Mi guardai dietro e notai che i due uomini vestiti di rosso, ci stavano seguendo.
«Luke, sono ancora dietro di noi.»
Mi prese la mano e cominciò a correre sempre più velocemente.
Svoltammo in una stradina alla nostra destra, ma, quando ci accorgemmo che si trattava di un vicolo cieco, era già troppo tardi.
Gli uomini dai vestiti color sangue erano all'inizio del vicolo e si avvicinavano a noi con sguardo minaccioso.
Luke si mise davanti a me, come per proteggermi e io mi strinsi a lui.
Ad un tratto, il ragazzo biondo si voltò verso di me e mi disse qualcosa.
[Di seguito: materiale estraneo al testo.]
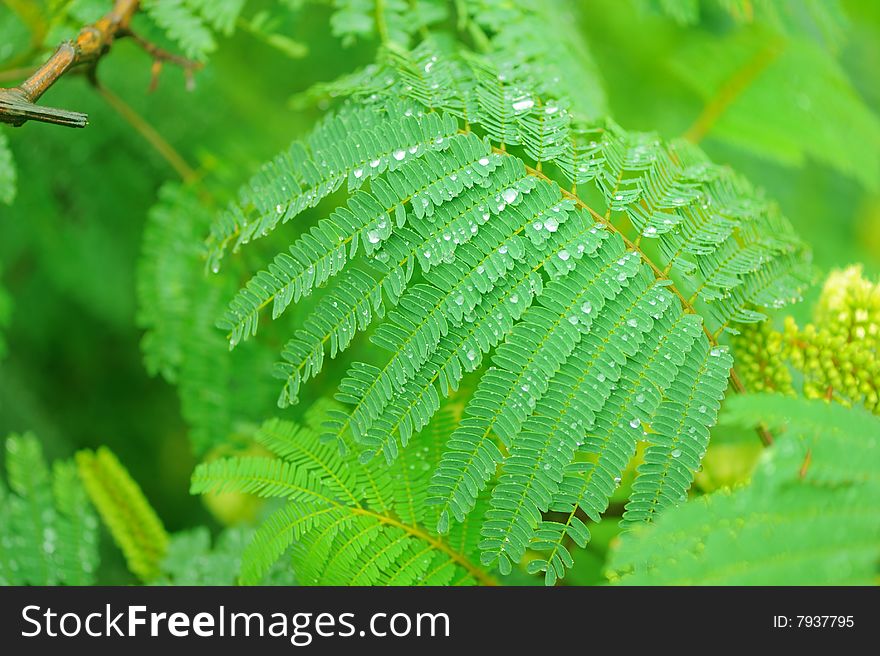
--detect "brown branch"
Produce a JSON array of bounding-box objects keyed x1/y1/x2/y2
[
  {"x1": 0, "y1": 0, "x2": 201, "y2": 129},
  {"x1": 95, "y1": 83, "x2": 199, "y2": 182},
  {"x1": 0, "y1": 0, "x2": 140, "y2": 128}
]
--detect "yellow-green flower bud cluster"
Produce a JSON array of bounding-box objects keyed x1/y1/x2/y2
[
  {"x1": 734, "y1": 266, "x2": 880, "y2": 412},
  {"x1": 733, "y1": 321, "x2": 795, "y2": 395}
]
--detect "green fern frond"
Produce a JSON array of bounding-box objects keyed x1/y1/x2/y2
[
  {"x1": 154, "y1": 526, "x2": 296, "y2": 585},
  {"x1": 212, "y1": 42, "x2": 811, "y2": 583},
  {"x1": 0, "y1": 130, "x2": 18, "y2": 205},
  {"x1": 192, "y1": 402, "x2": 491, "y2": 585},
  {"x1": 76, "y1": 447, "x2": 168, "y2": 583},
  {"x1": 0, "y1": 434, "x2": 98, "y2": 585},
  {"x1": 137, "y1": 184, "x2": 277, "y2": 454},
  {"x1": 610, "y1": 395, "x2": 880, "y2": 585}
]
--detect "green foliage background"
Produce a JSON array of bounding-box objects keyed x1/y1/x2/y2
[{"x1": 0, "y1": 0, "x2": 880, "y2": 584}]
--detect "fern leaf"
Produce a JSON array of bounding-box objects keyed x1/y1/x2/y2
[
  {"x1": 209, "y1": 103, "x2": 457, "y2": 270},
  {"x1": 76, "y1": 447, "x2": 168, "y2": 583},
  {"x1": 143, "y1": 0, "x2": 217, "y2": 61},
  {"x1": 210, "y1": 42, "x2": 810, "y2": 582},
  {"x1": 192, "y1": 403, "x2": 496, "y2": 585},
  {"x1": 52, "y1": 460, "x2": 98, "y2": 585},
  {"x1": 220, "y1": 128, "x2": 493, "y2": 346},
  {"x1": 622, "y1": 338, "x2": 733, "y2": 527},
  {"x1": 610, "y1": 395, "x2": 880, "y2": 585},
  {"x1": 0, "y1": 434, "x2": 98, "y2": 585}
]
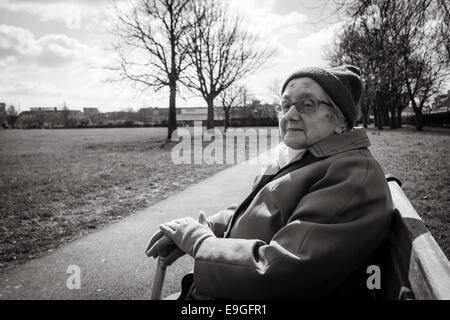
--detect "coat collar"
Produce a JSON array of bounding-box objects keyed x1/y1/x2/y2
[{"x1": 308, "y1": 129, "x2": 370, "y2": 158}]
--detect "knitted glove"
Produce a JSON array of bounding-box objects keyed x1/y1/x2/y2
[
  {"x1": 159, "y1": 212, "x2": 215, "y2": 257},
  {"x1": 145, "y1": 211, "x2": 213, "y2": 266}
]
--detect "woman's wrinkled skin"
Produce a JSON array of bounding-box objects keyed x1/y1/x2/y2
[{"x1": 279, "y1": 78, "x2": 345, "y2": 149}]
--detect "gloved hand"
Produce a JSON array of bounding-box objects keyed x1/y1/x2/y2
[
  {"x1": 145, "y1": 230, "x2": 185, "y2": 266},
  {"x1": 159, "y1": 212, "x2": 215, "y2": 257},
  {"x1": 145, "y1": 211, "x2": 213, "y2": 266}
]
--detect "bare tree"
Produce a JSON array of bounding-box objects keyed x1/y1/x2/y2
[
  {"x1": 328, "y1": 0, "x2": 449, "y2": 131},
  {"x1": 220, "y1": 84, "x2": 247, "y2": 132},
  {"x1": 267, "y1": 78, "x2": 283, "y2": 104},
  {"x1": 184, "y1": 0, "x2": 275, "y2": 129},
  {"x1": 6, "y1": 104, "x2": 19, "y2": 129},
  {"x1": 111, "y1": 0, "x2": 193, "y2": 140}
]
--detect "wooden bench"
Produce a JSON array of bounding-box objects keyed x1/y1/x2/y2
[
  {"x1": 151, "y1": 175, "x2": 450, "y2": 300},
  {"x1": 382, "y1": 175, "x2": 450, "y2": 300}
]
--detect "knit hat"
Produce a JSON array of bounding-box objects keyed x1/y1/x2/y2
[{"x1": 281, "y1": 65, "x2": 363, "y2": 127}]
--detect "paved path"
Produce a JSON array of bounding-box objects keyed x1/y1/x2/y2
[{"x1": 0, "y1": 160, "x2": 268, "y2": 299}]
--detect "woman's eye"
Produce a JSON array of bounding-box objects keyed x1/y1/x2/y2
[
  {"x1": 302, "y1": 101, "x2": 314, "y2": 109},
  {"x1": 282, "y1": 103, "x2": 291, "y2": 112}
]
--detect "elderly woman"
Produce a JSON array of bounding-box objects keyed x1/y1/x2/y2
[{"x1": 147, "y1": 66, "x2": 392, "y2": 299}]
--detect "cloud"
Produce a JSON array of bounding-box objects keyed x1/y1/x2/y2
[
  {"x1": 297, "y1": 22, "x2": 344, "y2": 65},
  {"x1": 0, "y1": 0, "x2": 111, "y2": 29},
  {"x1": 0, "y1": 25, "x2": 103, "y2": 68},
  {"x1": 229, "y1": 0, "x2": 308, "y2": 41}
]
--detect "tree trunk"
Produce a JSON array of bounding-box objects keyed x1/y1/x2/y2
[
  {"x1": 206, "y1": 98, "x2": 214, "y2": 129},
  {"x1": 223, "y1": 109, "x2": 230, "y2": 132},
  {"x1": 396, "y1": 105, "x2": 403, "y2": 128},
  {"x1": 167, "y1": 84, "x2": 177, "y2": 141},
  {"x1": 413, "y1": 102, "x2": 423, "y2": 131},
  {"x1": 361, "y1": 99, "x2": 370, "y2": 129},
  {"x1": 389, "y1": 103, "x2": 397, "y2": 129}
]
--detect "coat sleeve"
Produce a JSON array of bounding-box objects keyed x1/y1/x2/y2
[
  {"x1": 194, "y1": 159, "x2": 391, "y2": 299},
  {"x1": 206, "y1": 204, "x2": 238, "y2": 238}
]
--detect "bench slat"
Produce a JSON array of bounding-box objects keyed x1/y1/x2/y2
[{"x1": 389, "y1": 181, "x2": 450, "y2": 299}]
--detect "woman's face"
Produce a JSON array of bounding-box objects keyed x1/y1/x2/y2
[{"x1": 279, "y1": 78, "x2": 338, "y2": 149}]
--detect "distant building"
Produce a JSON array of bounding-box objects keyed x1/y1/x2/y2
[
  {"x1": 432, "y1": 90, "x2": 450, "y2": 112},
  {"x1": 83, "y1": 108, "x2": 99, "y2": 116},
  {"x1": 17, "y1": 108, "x2": 88, "y2": 128},
  {"x1": 30, "y1": 107, "x2": 58, "y2": 111}
]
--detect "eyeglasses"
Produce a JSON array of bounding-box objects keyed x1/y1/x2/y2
[{"x1": 275, "y1": 98, "x2": 331, "y2": 115}]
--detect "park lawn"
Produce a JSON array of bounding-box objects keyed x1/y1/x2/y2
[
  {"x1": 0, "y1": 128, "x2": 450, "y2": 270},
  {"x1": 368, "y1": 126, "x2": 450, "y2": 258}
]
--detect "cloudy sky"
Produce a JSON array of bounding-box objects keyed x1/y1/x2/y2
[{"x1": 0, "y1": 0, "x2": 341, "y2": 111}]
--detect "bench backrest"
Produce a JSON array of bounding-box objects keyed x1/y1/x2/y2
[{"x1": 383, "y1": 179, "x2": 450, "y2": 300}]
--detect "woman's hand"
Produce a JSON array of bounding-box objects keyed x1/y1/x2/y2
[
  {"x1": 159, "y1": 212, "x2": 215, "y2": 257},
  {"x1": 145, "y1": 211, "x2": 214, "y2": 265},
  {"x1": 145, "y1": 230, "x2": 185, "y2": 266}
]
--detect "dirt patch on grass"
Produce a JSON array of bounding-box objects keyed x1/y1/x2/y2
[
  {"x1": 0, "y1": 128, "x2": 278, "y2": 270},
  {"x1": 368, "y1": 127, "x2": 450, "y2": 258},
  {"x1": 0, "y1": 128, "x2": 450, "y2": 270}
]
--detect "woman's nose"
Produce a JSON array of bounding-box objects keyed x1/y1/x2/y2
[{"x1": 284, "y1": 105, "x2": 300, "y2": 121}]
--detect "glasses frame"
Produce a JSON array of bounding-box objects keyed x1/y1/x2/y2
[{"x1": 275, "y1": 98, "x2": 333, "y2": 116}]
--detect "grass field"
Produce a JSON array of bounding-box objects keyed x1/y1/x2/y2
[{"x1": 0, "y1": 128, "x2": 450, "y2": 270}]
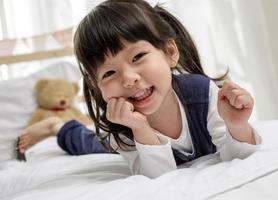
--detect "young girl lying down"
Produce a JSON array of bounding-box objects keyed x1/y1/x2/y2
[{"x1": 19, "y1": 0, "x2": 261, "y2": 177}]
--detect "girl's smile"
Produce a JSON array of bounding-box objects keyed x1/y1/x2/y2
[
  {"x1": 97, "y1": 40, "x2": 177, "y2": 115},
  {"x1": 128, "y1": 86, "x2": 155, "y2": 108}
]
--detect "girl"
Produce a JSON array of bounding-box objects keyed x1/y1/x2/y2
[{"x1": 19, "y1": 0, "x2": 261, "y2": 177}]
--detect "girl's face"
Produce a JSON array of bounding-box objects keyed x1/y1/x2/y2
[{"x1": 97, "y1": 40, "x2": 179, "y2": 115}]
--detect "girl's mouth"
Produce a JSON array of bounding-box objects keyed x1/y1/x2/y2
[{"x1": 128, "y1": 86, "x2": 154, "y2": 107}]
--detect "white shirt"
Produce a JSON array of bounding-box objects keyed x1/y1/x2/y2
[{"x1": 111, "y1": 81, "x2": 262, "y2": 178}]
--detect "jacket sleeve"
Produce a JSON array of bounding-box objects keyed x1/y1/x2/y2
[
  {"x1": 57, "y1": 120, "x2": 109, "y2": 155},
  {"x1": 207, "y1": 81, "x2": 262, "y2": 161}
]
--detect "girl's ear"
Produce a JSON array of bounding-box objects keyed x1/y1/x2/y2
[{"x1": 166, "y1": 40, "x2": 180, "y2": 68}]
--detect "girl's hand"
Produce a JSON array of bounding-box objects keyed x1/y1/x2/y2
[
  {"x1": 217, "y1": 81, "x2": 254, "y2": 127},
  {"x1": 106, "y1": 97, "x2": 148, "y2": 129},
  {"x1": 106, "y1": 97, "x2": 160, "y2": 145}
]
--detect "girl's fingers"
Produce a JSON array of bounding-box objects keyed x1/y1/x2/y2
[
  {"x1": 106, "y1": 98, "x2": 116, "y2": 121},
  {"x1": 234, "y1": 94, "x2": 254, "y2": 109},
  {"x1": 106, "y1": 97, "x2": 134, "y2": 123},
  {"x1": 115, "y1": 97, "x2": 126, "y2": 120},
  {"x1": 121, "y1": 101, "x2": 134, "y2": 116}
]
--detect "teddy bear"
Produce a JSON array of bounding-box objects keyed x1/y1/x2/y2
[{"x1": 28, "y1": 78, "x2": 92, "y2": 126}]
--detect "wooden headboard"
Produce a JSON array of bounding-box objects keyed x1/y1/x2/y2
[{"x1": 0, "y1": 28, "x2": 74, "y2": 65}]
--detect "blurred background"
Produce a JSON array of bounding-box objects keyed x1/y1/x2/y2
[{"x1": 0, "y1": 0, "x2": 278, "y2": 120}]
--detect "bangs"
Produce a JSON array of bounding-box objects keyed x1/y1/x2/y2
[{"x1": 74, "y1": 2, "x2": 163, "y2": 74}]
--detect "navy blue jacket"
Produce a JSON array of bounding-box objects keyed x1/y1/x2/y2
[{"x1": 58, "y1": 74, "x2": 216, "y2": 165}]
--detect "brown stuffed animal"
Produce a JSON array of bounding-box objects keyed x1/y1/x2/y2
[{"x1": 28, "y1": 79, "x2": 92, "y2": 125}]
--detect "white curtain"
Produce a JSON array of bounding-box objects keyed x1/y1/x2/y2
[{"x1": 0, "y1": 0, "x2": 278, "y2": 120}]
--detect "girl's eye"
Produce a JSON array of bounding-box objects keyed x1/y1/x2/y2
[
  {"x1": 102, "y1": 70, "x2": 115, "y2": 79},
  {"x1": 132, "y1": 53, "x2": 146, "y2": 62}
]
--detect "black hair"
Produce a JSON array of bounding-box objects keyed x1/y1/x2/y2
[{"x1": 74, "y1": 0, "x2": 226, "y2": 148}]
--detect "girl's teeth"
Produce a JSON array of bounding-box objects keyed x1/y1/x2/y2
[{"x1": 132, "y1": 88, "x2": 151, "y2": 101}]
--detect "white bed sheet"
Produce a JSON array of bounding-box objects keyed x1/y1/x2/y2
[{"x1": 0, "y1": 120, "x2": 278, "y2": 200}]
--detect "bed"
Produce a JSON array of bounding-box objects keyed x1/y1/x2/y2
[
  {"x1": 0, "y1": 120, "x2": 278, "y2": 200},
  {"x1": 0, "y1": 43, "x2": 278, "y2": 200}
]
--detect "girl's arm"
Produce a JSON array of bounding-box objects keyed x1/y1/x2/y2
[
  {"x1": 106, "y1": 97, "x2": 177, "y2": 178},
  {"x1": 207, "y1": 81, "x2": 261, "y2": 160},
  {"x1": 217, "y1": 81, "x2": 256, "y2": 144}
]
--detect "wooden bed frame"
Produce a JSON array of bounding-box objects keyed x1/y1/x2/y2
[{"x1": 0, "y1": 47, "x2": 73, "y2": 65}]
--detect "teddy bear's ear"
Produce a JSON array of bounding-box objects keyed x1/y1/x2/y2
[
  {"x1": 35, "y1": 79, "x2": 49, "y2": 92},
  {"x1": 72, "y1": 83, "x2": 79, "y2": 94}
]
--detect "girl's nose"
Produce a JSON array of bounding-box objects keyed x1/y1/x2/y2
[{"x1": 123, "y1": 71, "x2": 141, "y2": 88}]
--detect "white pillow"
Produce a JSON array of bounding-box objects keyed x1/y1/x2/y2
[{"x1": 0, "y1": 62, "x2": 81, "y2": 162}]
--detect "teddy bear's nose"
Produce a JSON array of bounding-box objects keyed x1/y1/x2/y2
[{"x1": 60, "y1": 100, "x2": 66, "y2": 106}]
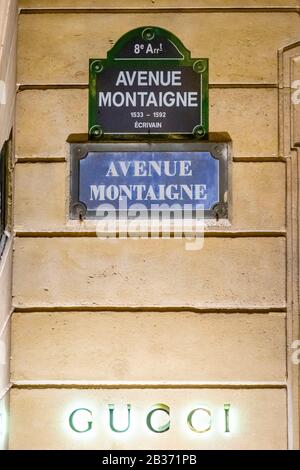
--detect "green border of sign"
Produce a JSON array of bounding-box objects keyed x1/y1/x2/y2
[{"x1": 89, "y1": 26, "x2": 208, "y2": 140}]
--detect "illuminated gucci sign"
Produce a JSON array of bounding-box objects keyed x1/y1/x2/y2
[{"x1": 69, "y1": 403, "x2": 230, "y2": 434}]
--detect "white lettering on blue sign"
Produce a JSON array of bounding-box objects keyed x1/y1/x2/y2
[{"x1": 79, "y1": 152, "x2": 219, "y2": 211}]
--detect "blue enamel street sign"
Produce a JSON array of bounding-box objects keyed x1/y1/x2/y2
[
  {"x1": 79, "y1": 152, "x2": 219, "y2": 211},
  {"x1": 70, "y1": 141, "x2": 229, "y2": 218}
]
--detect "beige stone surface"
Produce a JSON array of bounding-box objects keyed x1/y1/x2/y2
[
  {"x1": 18, "y1": 12, "x2": 300, "y2": 85},
  {"x1": 291, "y1": 54, "x2": 300, "y2": 147},
  {"x1": 9, "y1": 389, "x2": 287, "y2": 450},
  {"x1": 16, "y1": 89, "x2": 278, "y2": 157},
  {"x1": 11, "y1": 312, "x2": 286, "y2": 383},
  {"x1": 14, "y1": 162, "x2": 285, "y2": 232},
  {"x1": 14, "y1": 162, "x2": 69, "y2": 231},
  {"x1": 0, "y1": 32, "x2": 17, "y2": 147},
  {"x1": 0, "y1": 392, "x2": 9, "y2": 450},
  {"x1": 19, "y1": 0, "x2": 299, "y2": 9},
  {"x1": 0, "y1": 0, "x2": 17, "y2": 84},
  {"x1": 16, "y1": 90, "x2": 88, "y2": 157},
  {"x1": 0, "y1": 320, "x2": 10, "y2": 394},
  {"x1": 0, "y1": 241, "x2": 12, "y2": 331},
  {"x1": 232, "y1": 162, "x2": 286, "y2": 230},
  {"x1": 13, "y1": 237, "x2": 285, "y2": 308}
]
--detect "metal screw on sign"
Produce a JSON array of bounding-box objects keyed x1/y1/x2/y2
[
  {"x1": 72, "y1": 202, "x2": 86, "y2": 220},
  {"x1": 214, "y1": 145, "x2": 224, "y2": 157},
  {"x1": 142, "y1": 28, "x2": 155, "y2": 41},
  {"x1": 90, "y1": 126, "x2": 103, "y2": 139},
  {"x1": 91, "y1": 60, "x2": 103, "y2": 73},
  {"x1": 193, "y1": 125, "x2": 205, "y2": 137},
  {"x1": 193, "y1": 60, "x2": 207, "y2": 73}
]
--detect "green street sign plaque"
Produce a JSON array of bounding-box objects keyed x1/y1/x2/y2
[{"x1": 89, "y1": 26, "x2": 208, "y2": 140}]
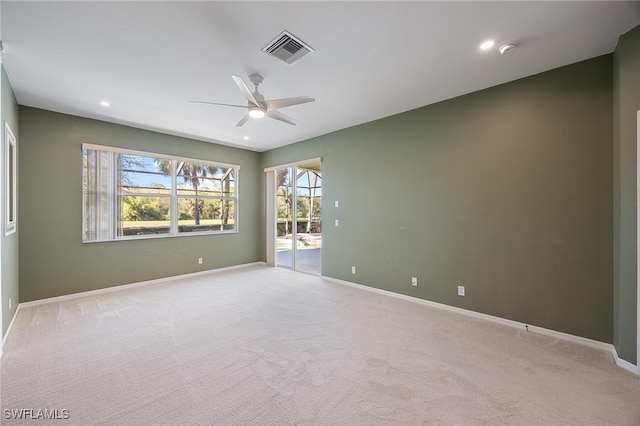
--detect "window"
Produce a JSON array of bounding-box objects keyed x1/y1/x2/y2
[
  {"x1": 82, "y1": 144, "x2": 240, "y2": 242},
  {"x1": 4, "y1": 122, "x2": 18, "y2": 235}
]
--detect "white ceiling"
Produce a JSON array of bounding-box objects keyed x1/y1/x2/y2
[{"x1": 2, "y1": 0, "x2": 640, "y2": 151}]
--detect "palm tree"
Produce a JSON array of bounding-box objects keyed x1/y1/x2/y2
[
  {"x1": 155, "y1": 159, "x2": 234, "y2": 226},
  {"x1": 155, "y1": 159, "x2": 208, "y2": 225}
]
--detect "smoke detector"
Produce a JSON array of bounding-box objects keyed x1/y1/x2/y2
[{"x1": 262, "y1": 31, "x2": 314, "y2": 65}]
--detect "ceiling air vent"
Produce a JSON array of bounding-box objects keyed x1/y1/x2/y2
[{"x1": 262, "y1": 31, "x2": 314, "y2": 65}]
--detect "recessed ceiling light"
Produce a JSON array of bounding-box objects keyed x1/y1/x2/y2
[
  {"x1": 498, "y1": 43, "x2": 516, "y2": 55},
  {"x1": 480, "y1": 40, "x2": 496, "y2": 50}
]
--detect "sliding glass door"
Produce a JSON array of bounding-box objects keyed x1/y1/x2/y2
[{"x1": 275, "y1": 162, "x2": 322, "y2": 275}]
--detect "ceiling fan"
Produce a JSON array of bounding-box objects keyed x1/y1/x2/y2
[{"x1": 190, "y1": 74, "x2": 315, "y2": 127}]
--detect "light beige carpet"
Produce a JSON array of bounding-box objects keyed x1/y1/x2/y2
[{"x1": 1, "y1": 267, "x2": 640, "y2": 425}]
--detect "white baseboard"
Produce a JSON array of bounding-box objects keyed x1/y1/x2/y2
[
  {"x1": 19, "y1": 262, "x2": 266, "y2": 310},
  {"x1": 611, "y1": 345, "x2": 640, "y2": 376},
  {"x1": 322, "y1": 276, "x2": 640, "y2": 375},
  {"x1": 0, "y1": 304, "x2": 20, "y2": 358}
]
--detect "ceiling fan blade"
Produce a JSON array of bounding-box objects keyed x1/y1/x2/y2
[
  {"x1": 189, "y1": 101, "x2": 247, "y2": 108},
  {"x1": 236, "y1": 113, "x2": 251, "y2": 127},
  {"x1": 231, "y1": 75, "x2": 260, "y2": 106},
  {"x1": 267, "y1": 111, "x2": 298, "y2": 126},
  {"x1": 266, "y1": 96, "x2": 316, "y2": 111}
]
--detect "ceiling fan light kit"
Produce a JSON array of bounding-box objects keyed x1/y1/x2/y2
[
  {"x1": 249, "y1": 107, "x2": 265, "y2": 118},
  {"x1": 190, "y1": 74, "x2": 315, "y2": 127}
]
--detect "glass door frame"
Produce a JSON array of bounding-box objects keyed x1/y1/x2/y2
[{"x1": 264, "y1": 157, "x2": 322, "y2": 270}]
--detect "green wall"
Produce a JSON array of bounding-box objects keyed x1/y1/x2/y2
[
  {"x1": 0, "y1": 66, "x2": 22, "y2": 336},
  {"x1": 19, "y1": 107, "x2": 264, "y2": 302},
  {"x1": 263, "y1": 55, "x2": 613, "y2": 342},
  {"x1": 613, "y1": 27, "x2": 640, "y2": 364}
]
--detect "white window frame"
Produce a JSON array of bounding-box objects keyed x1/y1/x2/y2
[
  {"x1": 4, "y1": 121, "x2": 18, "y2": 235},
  {"x1": 82, "y1": 143, "x2": 240, "y2": 243}
]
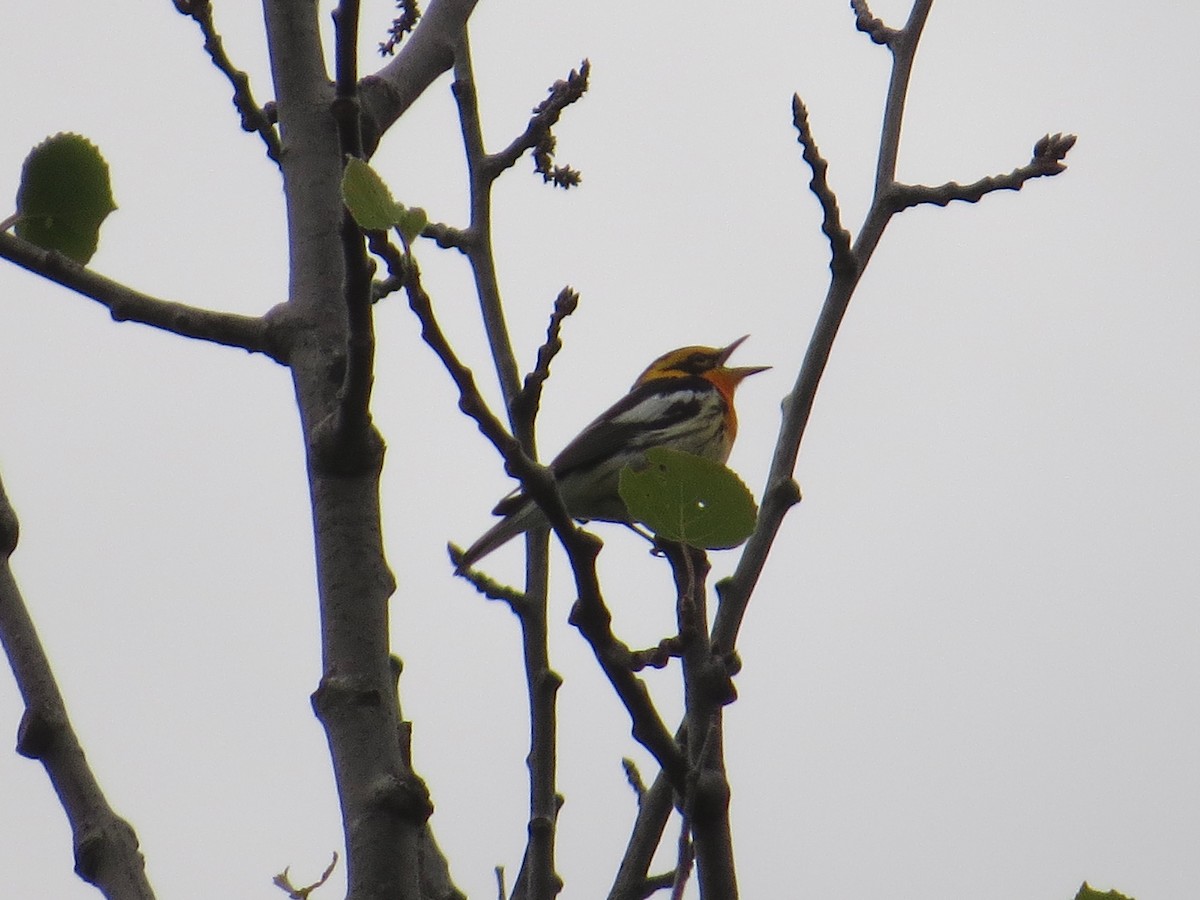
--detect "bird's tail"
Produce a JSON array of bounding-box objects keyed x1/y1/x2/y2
[{"x1": 455, "y1": 498, "x2": 540, "y2": 572}]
Forse per l'agitazione, o per la paura che offuscava la mia mente, non capii una sola parola di quello che mi disse.
«Kyara! Fallo!» urlò Luke verso di me.
Non riuscii a capire di cosa stesse parlando. «È l'unico modo!»
Quegli uomini, che nel frattempo avevano tirato fuori delle strane armi dal cappotto, erano sempre più vicini a noi, e l'unica cosa che riuscivo a sentire era il battito del mio cuore che si faceva sempre più forte.
Luke mi guardò negli occhi.
«Devi ucciderli Kya, possiamo salvarci solo così. Ormai siamo spacciati.»
«Sai che non posso farlo! Non puoi chiedermi una cosa del genere!» urlai in preda alla disperazione.
Luke si avvicinò ancora di più a me, e mi prese il viso tra le mani.
«Devi se vuoi vivere.» disse con voce stranamente calma.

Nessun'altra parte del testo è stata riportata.